The problem with this bill is that it favours those who benefit from a $37 million head start. In the last campaign we saw completely fictional examples on a piece of public policy to make a political point. That is what the Labor Party and the union movement did in the last campaign: they ran ads which were not true. They ran ads which sought to mislead the Australian people, and they spent $37 million doing it—for the benefit of those who sit on the other side.

We know that most of those who sit on the other side come from the union movement. The parliamentary secretary at the table does, and he did a fine job as the National Secretary of the Australian Workers Union. I was always a fan of the job that the parliamentary secretary was doing—certainly in comparison with some of his contemporaries in other unions.
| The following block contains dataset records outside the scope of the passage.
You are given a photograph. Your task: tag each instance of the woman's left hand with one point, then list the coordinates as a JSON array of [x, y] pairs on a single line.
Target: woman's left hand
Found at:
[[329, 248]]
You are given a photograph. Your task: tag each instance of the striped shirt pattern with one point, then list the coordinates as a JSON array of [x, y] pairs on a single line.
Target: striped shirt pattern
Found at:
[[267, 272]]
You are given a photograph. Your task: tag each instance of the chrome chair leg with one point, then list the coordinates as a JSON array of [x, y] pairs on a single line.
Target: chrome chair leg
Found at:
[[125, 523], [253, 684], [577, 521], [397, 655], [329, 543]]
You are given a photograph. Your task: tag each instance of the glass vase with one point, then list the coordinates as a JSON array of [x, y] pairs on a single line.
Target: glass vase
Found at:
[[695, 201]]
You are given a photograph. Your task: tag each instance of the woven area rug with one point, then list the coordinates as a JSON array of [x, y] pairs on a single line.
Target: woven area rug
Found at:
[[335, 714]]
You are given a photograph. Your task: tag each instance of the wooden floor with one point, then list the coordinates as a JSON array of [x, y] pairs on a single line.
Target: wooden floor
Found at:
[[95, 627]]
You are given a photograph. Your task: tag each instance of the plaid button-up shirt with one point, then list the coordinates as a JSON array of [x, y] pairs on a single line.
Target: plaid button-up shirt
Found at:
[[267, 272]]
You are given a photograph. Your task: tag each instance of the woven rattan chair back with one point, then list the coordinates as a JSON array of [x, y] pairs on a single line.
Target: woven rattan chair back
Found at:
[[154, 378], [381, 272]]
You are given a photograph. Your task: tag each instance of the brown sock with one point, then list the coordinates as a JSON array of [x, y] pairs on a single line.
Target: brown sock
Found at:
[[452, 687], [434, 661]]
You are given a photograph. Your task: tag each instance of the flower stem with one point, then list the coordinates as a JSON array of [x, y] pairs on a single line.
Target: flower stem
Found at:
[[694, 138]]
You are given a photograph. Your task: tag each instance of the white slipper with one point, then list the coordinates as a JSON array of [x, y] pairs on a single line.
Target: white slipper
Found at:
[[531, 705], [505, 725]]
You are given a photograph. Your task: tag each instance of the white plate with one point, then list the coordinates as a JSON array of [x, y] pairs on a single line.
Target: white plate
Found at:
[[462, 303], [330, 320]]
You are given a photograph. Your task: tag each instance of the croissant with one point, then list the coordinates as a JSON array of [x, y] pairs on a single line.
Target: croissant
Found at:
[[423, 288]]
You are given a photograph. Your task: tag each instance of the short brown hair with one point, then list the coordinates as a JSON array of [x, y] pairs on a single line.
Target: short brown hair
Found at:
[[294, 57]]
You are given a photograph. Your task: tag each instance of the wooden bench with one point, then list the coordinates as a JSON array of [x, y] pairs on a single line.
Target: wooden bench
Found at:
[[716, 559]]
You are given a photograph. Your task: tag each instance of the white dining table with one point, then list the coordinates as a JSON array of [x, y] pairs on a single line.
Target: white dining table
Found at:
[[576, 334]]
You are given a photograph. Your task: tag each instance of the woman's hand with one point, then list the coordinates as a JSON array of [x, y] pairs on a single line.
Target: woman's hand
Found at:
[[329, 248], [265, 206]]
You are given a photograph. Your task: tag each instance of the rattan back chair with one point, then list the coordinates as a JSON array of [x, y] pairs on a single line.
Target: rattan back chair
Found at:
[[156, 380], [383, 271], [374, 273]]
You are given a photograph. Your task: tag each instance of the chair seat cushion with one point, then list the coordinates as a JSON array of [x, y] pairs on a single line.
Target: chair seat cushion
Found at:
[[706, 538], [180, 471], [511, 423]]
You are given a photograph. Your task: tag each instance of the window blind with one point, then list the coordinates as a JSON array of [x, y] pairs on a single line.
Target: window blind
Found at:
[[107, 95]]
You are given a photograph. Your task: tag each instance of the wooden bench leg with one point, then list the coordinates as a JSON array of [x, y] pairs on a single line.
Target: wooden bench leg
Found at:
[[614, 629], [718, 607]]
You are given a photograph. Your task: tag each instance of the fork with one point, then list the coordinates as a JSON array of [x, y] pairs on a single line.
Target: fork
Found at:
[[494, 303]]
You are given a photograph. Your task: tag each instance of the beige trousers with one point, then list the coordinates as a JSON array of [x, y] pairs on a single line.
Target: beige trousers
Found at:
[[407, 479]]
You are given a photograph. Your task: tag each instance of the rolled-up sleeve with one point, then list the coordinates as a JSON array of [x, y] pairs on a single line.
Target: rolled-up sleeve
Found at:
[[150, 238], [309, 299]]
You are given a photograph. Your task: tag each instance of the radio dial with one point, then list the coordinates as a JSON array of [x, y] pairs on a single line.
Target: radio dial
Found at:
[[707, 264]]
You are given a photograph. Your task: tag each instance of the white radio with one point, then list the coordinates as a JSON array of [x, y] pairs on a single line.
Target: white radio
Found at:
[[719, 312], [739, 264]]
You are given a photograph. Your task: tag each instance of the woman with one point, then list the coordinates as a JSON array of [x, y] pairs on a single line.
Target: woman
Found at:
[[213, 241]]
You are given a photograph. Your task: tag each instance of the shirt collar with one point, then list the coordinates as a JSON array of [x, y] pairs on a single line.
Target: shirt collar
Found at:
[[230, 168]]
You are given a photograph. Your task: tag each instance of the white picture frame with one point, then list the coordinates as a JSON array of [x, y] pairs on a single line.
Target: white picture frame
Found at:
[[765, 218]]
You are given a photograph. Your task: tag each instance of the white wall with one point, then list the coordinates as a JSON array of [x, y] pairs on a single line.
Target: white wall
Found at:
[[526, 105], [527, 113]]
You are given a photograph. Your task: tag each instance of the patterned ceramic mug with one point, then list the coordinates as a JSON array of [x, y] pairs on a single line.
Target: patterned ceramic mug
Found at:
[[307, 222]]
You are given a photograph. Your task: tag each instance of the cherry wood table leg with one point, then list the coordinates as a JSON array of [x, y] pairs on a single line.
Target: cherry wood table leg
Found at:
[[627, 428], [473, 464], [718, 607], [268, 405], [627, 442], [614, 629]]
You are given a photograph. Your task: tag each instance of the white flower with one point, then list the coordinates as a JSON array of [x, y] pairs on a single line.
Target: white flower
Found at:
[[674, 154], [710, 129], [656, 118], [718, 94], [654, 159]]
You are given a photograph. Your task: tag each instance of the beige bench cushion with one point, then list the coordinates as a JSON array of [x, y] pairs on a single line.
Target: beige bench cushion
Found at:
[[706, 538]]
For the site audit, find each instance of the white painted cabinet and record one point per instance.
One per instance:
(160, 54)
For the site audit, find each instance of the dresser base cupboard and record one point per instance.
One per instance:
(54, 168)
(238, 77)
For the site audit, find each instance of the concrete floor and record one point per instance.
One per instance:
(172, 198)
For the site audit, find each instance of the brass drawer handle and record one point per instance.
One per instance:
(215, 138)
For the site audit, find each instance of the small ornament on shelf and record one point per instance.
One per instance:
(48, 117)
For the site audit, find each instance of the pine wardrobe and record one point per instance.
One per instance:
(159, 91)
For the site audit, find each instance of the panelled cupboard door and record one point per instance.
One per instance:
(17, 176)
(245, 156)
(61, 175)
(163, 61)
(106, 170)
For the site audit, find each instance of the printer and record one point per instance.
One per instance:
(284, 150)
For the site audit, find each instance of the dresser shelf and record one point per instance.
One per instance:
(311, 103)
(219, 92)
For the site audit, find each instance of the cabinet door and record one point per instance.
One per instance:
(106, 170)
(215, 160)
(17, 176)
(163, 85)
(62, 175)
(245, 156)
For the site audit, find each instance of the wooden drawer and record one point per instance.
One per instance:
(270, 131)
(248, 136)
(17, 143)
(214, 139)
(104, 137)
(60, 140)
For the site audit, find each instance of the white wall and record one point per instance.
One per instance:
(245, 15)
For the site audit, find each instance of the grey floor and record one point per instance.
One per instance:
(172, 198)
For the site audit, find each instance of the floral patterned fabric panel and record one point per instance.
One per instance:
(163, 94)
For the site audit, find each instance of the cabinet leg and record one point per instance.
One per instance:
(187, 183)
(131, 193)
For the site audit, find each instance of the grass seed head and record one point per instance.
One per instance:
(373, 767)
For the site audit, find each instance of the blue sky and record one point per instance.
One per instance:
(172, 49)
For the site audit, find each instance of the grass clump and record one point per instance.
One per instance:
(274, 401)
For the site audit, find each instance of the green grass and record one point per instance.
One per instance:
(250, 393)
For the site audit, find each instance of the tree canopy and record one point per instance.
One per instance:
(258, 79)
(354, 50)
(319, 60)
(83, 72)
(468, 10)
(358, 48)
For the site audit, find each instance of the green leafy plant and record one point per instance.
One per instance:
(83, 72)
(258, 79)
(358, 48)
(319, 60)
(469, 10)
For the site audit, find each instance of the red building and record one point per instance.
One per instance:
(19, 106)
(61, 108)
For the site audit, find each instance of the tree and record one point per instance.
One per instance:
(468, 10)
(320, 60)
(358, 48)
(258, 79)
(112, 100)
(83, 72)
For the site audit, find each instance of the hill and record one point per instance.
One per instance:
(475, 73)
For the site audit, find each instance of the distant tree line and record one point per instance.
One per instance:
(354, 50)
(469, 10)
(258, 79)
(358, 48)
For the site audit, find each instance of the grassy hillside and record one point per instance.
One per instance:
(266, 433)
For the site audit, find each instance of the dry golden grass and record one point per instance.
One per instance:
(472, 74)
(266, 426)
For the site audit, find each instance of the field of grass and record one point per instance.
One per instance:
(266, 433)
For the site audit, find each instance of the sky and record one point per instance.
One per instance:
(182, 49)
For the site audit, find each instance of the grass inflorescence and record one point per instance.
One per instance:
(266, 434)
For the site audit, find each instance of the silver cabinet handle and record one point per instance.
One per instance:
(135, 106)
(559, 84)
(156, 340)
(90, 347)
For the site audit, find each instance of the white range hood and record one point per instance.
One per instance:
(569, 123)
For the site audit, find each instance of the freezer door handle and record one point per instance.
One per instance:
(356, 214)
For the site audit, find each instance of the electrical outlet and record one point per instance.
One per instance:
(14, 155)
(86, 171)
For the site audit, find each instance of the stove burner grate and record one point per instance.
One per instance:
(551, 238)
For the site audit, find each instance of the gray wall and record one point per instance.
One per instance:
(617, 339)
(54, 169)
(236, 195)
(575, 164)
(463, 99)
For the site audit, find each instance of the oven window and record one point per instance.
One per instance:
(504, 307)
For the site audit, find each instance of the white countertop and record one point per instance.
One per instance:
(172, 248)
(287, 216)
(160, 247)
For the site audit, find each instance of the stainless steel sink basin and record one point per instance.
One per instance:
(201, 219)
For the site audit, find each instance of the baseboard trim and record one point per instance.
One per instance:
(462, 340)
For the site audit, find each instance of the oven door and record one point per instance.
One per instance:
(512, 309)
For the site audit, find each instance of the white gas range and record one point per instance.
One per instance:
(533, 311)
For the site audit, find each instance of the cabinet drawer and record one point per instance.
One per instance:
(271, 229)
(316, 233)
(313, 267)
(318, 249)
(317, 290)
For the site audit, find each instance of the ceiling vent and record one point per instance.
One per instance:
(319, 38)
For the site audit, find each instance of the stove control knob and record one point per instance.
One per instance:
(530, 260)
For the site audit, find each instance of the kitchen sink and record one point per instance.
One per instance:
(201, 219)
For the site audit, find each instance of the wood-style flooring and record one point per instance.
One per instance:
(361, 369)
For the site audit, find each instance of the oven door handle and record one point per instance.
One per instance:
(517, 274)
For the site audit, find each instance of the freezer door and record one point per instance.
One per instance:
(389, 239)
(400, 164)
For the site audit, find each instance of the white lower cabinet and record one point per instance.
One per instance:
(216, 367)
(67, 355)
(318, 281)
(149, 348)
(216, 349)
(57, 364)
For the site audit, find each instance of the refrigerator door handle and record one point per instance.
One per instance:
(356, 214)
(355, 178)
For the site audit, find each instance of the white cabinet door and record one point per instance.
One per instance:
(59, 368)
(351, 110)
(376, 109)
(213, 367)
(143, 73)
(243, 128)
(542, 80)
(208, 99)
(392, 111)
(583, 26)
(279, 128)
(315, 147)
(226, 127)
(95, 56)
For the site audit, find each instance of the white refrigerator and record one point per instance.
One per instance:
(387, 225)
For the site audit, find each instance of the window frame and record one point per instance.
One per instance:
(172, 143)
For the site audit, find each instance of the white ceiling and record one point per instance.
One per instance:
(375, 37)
The AWU is a much better union than the CFMEU, and the parliamentary secretary would agree with me on that matter.

If we look at the unions that gave the most money, consistently at the top of the list is the Shop Distributive and Allied Employees Association, which gave $1.5 million. Of course, they run the Labor Party in South Australia; they run the government. In recent times we have seen their factional war lord in the state parliament, Tom Koutsantonis, promoted to the state cabinet far and above his ability and against the wishes of the Premier. The Premier has seen the writing on the wall or the money in the bank, and Tom has been promoted. This is a man who welshes on bets, as my state colleagues will tell you. The SDA is an organisation run by the Labor Party in South Australia, controlled by Senator Farrell, whom the Advertiser calls—and these are not my words—the ‘godfather of the Right’ in South Australia. He runs the efficient operation of the machine. They pay a lot of money to operate this machine, and they run the government in South Australia.

We have a big problem with donations in Australia. We have an enormous problem with the system and it needs to be fixed, and the parliamentary secretary at the table knows it. But, of course, those on the other side do not want the system fixed because they benefit under the current system. The old saying ‘those who pay the piper pick the tune’ operates in the Australian Labor Party every day, and the money they receive—their $37 million advance on every other party in elections—is the reason you do not see a genuine attempt at reform with this bill; you see a half-baked attempt which seeks to give the Labor Party more advantage. Why does it give it more advantage? It seeks to reduce the disclosure limit from $10,000 to around $1,500. The reason they seek that is not for transparency. Rather, when they find the list of those small businesses who dare to donate to the Liberal Party, they visit those small businesses, through their affiliates, and make sure that those small businesses or individuals know—particularly at the state level where they control government—that, if they think the state government will ever deal with them again, they are kidding themselves.